AFTER 17 years, several hundred testimonies, and many missed deadlines, an inquiry into one of modern India’s darkest episodes, the destruction of a mosque by Hindu fanatics, this week at last published its findings. It prompted riotous scenes in parliament and a media whirl. The report, on the demolition in December 1992 of the Babri Masjid in Ayodhya, in the northern state of Uttar Pradesh, concluded that senior leaders of the opposition Bharatiya Janata Party (BJP), including the party’s present leader, Lal Krishna Advani, were complicit in the vandalism.

The demolition sparked violence across India, in which some 2,000 people died. It has stained Indian politics ever since. For Hindu activists, the destruction was merely the first act, and less important than the still unwritten sequel, in which a glorious temple would be built to Ram, a Hindu god-king. Invading Muslims in the 16th century had allegedly plonked the mosque on Ram’s birthplace. A more recent communal disaster, a pogrom in the state of Gujarat in 2002, in which more than 2,000 people, mostly Muslims, are believed to have been killed, could also be traced back to Ayodhya. It started with a fire, contentiously blamed on Muslim arsonists, on a train carrying Hindu activists back from agitating there.

That the BJP was involved in the demolition of the Babri Masjid was never in doubt. It followed a noisy and divisive campaign by Mr Advani for a Ram temple on the site. After whipping up his followers, he and several other senior BJP leaders looked on as the mosque was razed with pickaxes and bare hands.

This was a watershed in modern Indian history, exacerbating tensions between the Hindu majority and Muslim minority. It propelled the BJP, which until Mr Advani’s campaign had been on the fringe of Indian politics, into a mainstream party. In 1998 a BJP-led coalition won a general election, thanks in part to the party’s continued promotion of an ideology known as Hindutva, literally “Hinduness”, that asserts Hindu rights.

Nearly two decades on, that ideology appears to have lost much of its vote-winning power. In a general election this spring, the BJP took a drubbing. It now controls only 116 seats in the 543-member parliament. Political scientists ascribed the victory of the Congress party partly to its wresting of votes from the BJP’s core supporters: upper-caste and middle-class Indians once drawn to political Hinduism.

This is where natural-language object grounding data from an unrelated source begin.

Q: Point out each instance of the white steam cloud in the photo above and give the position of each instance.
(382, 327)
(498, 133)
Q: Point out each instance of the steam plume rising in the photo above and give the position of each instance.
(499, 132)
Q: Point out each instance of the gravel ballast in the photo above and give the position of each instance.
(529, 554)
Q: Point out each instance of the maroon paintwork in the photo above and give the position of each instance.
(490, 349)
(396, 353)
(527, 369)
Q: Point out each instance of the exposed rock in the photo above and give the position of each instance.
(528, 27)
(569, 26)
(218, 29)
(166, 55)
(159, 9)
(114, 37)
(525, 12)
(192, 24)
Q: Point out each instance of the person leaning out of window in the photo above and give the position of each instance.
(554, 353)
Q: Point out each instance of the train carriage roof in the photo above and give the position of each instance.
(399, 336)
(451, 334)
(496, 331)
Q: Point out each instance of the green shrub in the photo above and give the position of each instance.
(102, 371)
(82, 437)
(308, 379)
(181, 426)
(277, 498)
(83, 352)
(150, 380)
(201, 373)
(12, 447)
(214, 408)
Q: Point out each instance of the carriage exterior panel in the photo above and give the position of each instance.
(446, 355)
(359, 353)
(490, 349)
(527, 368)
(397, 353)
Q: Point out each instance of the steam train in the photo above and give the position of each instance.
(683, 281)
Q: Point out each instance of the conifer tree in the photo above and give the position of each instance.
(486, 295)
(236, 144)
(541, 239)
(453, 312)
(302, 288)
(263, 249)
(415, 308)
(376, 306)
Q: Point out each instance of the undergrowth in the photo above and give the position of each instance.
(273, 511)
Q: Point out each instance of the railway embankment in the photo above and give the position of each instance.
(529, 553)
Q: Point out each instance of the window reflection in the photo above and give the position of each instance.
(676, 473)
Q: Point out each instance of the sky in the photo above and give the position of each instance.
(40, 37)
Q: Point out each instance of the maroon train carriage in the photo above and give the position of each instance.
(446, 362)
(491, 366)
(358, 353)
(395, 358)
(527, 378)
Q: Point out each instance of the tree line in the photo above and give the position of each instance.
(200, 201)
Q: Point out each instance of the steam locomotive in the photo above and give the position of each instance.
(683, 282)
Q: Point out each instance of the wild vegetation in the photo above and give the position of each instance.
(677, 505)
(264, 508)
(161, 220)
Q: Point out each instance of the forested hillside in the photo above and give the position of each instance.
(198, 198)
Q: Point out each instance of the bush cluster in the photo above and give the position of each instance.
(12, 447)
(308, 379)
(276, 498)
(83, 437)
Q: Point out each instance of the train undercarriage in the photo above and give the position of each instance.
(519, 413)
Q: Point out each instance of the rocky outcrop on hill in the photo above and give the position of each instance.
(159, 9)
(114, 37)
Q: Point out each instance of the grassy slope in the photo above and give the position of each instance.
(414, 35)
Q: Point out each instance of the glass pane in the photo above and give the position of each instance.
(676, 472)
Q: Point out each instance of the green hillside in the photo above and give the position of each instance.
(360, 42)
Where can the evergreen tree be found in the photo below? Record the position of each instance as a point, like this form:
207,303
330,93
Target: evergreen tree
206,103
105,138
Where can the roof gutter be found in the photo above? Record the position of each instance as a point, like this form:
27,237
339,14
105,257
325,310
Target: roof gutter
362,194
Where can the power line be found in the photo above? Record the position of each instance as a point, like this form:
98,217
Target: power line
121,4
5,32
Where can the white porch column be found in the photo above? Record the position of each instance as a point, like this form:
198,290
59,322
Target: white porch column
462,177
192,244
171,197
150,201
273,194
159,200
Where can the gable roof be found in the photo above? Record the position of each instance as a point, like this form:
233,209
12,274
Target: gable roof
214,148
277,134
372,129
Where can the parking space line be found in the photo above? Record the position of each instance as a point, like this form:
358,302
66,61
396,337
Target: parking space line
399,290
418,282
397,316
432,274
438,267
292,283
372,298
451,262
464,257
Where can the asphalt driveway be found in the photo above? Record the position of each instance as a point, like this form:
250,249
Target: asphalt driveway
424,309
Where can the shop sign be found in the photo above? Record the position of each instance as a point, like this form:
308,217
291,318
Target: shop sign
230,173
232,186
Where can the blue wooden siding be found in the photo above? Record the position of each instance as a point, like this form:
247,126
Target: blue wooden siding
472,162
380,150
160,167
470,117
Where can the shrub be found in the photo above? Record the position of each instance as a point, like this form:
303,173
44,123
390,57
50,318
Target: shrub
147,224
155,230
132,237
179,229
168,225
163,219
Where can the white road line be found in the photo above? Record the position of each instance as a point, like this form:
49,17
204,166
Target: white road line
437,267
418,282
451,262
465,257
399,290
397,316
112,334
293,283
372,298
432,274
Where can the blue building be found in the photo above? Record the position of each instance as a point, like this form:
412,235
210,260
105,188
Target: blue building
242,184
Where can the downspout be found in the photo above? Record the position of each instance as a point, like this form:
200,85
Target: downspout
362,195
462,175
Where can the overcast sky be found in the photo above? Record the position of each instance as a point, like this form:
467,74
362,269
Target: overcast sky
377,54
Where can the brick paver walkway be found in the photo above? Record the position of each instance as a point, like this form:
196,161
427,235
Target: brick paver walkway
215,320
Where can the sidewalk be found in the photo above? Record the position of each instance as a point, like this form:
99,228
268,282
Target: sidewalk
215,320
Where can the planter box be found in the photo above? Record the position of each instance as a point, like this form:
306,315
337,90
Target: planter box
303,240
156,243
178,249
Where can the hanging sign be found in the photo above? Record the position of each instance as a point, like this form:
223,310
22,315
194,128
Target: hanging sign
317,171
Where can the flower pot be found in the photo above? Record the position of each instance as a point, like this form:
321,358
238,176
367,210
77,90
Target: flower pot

The report by M.S. Liberhan, a judge, debunks the BJP’s long-held claim that the mosque was spontaneously torn down by Hindu zealots. Especially damaging is its description of Atal Behari Vajpayee, a former prime minister long admired across party lines for his moderate views and gentle wit, as a “pseudo-moderate”. Mr Vajpayee, like Mr Advani, was found to have been aware of the impending demolition and to have done little to stop it.

For the BJP, grappling with an ideological crisis compounded by in-fighting, the report comes at a bad time. This has fuelled allegations that prepublication leaks of parts of it were politically motivated. The government has denied this.

Muslim leaders have called on the government to punish those castigated in the report. But neither the report itself nor the government statement that followed its publication hint at this. Some reckon the government is unlikely to prosecute any politicians over the Babri Masjid incident, lest the Hindu right make martyrs of them.

Impunity has also been enjoyed by the perpetrators of both the Gujarat pogrom and of the massacre of more than 3,000 Sikhs in 1984. The government has, however, said it will follow Mr Liberhan’s suggestion of drafting a law to punish those who manipulate religion for political ends. Frictions between Hindus and religious minorities have often rallied more extreme Hindu groups aligned with the BJP. Last year, after the party came to power in Karnataka, in the south, the state suffered a rash of anti-Christian violence.

In Ayodhya itself the priest of the makeshift Hindu temple built where the mosque once stood rues the day it was ever destroyed. Ever since the Babri Masjid’s three majestic domes fell, Ram’s birthplace has been exposed to the sun and the rain, complains the softly spoken, saffron-robed Satyendra Das as he sits near his temple reading the “Bhagavad Gita”, a Hindu text. “In the mosque Ram was safe”, he adds. “Those Hindu activists did all this for political gains. We had no hassles with our Muslim brothers.”